There has been some case law both in the UK and EU considering what could amount to a legitimate aim and such decisions will provide some guidance for employers. Little guidance has been provided by ACAS. The few examples ACAS has given suggest that a fixed retirement age will be effective only in exceptional cases. Any employer wishing to rely on a fixed retirement age needs to consider the legitimate aim it is trying to protect, for example health and safety or retention and training. As well as establishing the legitimate aim, an employer will also need to demonstrate that the retirement age is a proportionate means of achieving that aim.

There are currently transitional provisions in force until this October. For further details of these provisions and guidance for employers on complying with the new regime please view our briefing.

Ministry of Justice guidance on “adequate procedures”

The Ministry of Justice has published its final guidance on the “adequate procedures” that commercial organisations must put in place to successfully defend prosecution for “failing to prevent bribery”. This offence will also apply to any foreign business which carries on part of its business in the UK. In addition to clarifying the scope of the new corporate offence; the Guidance also advises how commercial organisations should approach the provision of corporate hospitability and discusses the issue of “facilitation payments”.
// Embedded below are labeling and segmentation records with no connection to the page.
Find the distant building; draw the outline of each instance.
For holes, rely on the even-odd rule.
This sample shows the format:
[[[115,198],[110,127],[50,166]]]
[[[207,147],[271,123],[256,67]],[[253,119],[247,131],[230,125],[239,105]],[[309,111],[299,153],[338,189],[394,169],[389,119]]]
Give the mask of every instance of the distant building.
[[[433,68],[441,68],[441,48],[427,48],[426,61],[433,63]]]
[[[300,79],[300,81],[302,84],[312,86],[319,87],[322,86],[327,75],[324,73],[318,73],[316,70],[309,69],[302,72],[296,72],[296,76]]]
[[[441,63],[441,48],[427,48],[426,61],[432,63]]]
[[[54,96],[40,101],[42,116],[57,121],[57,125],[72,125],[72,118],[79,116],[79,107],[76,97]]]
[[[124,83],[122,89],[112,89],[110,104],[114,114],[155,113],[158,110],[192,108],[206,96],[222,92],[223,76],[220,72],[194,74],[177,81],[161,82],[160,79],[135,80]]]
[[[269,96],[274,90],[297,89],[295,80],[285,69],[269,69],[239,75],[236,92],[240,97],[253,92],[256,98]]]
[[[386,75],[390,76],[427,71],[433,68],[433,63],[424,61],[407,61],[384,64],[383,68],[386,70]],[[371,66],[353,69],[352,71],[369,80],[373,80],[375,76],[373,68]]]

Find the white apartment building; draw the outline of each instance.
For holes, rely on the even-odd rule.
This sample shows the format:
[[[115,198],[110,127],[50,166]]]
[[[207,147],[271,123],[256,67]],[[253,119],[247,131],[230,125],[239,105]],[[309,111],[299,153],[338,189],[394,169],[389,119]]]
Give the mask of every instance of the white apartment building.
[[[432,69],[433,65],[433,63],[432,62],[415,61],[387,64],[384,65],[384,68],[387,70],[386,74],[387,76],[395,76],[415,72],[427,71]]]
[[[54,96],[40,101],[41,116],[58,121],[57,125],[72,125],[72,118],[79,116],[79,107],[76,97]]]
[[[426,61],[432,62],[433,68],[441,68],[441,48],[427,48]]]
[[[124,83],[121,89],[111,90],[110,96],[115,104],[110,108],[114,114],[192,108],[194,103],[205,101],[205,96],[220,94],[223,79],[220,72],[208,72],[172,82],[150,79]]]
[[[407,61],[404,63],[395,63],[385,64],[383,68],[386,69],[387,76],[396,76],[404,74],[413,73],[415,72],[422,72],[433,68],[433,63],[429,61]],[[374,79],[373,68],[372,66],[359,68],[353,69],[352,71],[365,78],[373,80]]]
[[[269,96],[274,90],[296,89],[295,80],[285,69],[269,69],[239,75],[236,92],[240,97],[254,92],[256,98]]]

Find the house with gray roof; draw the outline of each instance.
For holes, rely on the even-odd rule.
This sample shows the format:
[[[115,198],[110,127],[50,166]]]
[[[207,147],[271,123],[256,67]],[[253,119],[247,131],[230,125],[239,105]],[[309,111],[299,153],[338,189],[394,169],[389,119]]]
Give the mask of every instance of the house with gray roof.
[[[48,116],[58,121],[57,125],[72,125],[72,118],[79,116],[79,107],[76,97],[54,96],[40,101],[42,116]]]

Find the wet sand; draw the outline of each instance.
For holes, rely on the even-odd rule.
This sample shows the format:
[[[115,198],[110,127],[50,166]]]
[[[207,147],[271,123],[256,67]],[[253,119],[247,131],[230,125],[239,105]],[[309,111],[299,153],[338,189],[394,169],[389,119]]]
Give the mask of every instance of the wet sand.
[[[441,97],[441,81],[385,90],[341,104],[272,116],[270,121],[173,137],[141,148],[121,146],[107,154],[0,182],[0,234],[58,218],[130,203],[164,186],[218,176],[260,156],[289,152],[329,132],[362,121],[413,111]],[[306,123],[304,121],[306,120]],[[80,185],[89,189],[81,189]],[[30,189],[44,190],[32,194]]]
As the offence will apply to any foreign business which may be considered to be carrying out part of its business in the UK, such organisations should consult the guidance closely to ensure that they have in place policies and procedures to prevent bribery and are consistent with the guidance. If they do not currently have such policies, they need to put some in place by the first of July. We have spoken to a number of foreign technology companies who have an operation in the UK on compliance issues, and their concerns about how the new regime could impact on them. Please get in touch if you would like us to speak to you.

The issue of what corporate hospitality will be allowed under the new regime has excited much press comment. The guidance says that proportionate and reasonable business hospitality that seeks to showcase products or services or cement relationships will fall outside the scope of the offence. Welcome news for all sports fans, is that talking clients to sporting events is considered to fall on the right side of the line.

The guidance has a strong commercial focus and provides much needed clarification. We have prepared an in depth briefing on the guidance.

Thank you for listening to this video today. We hope you found it useful.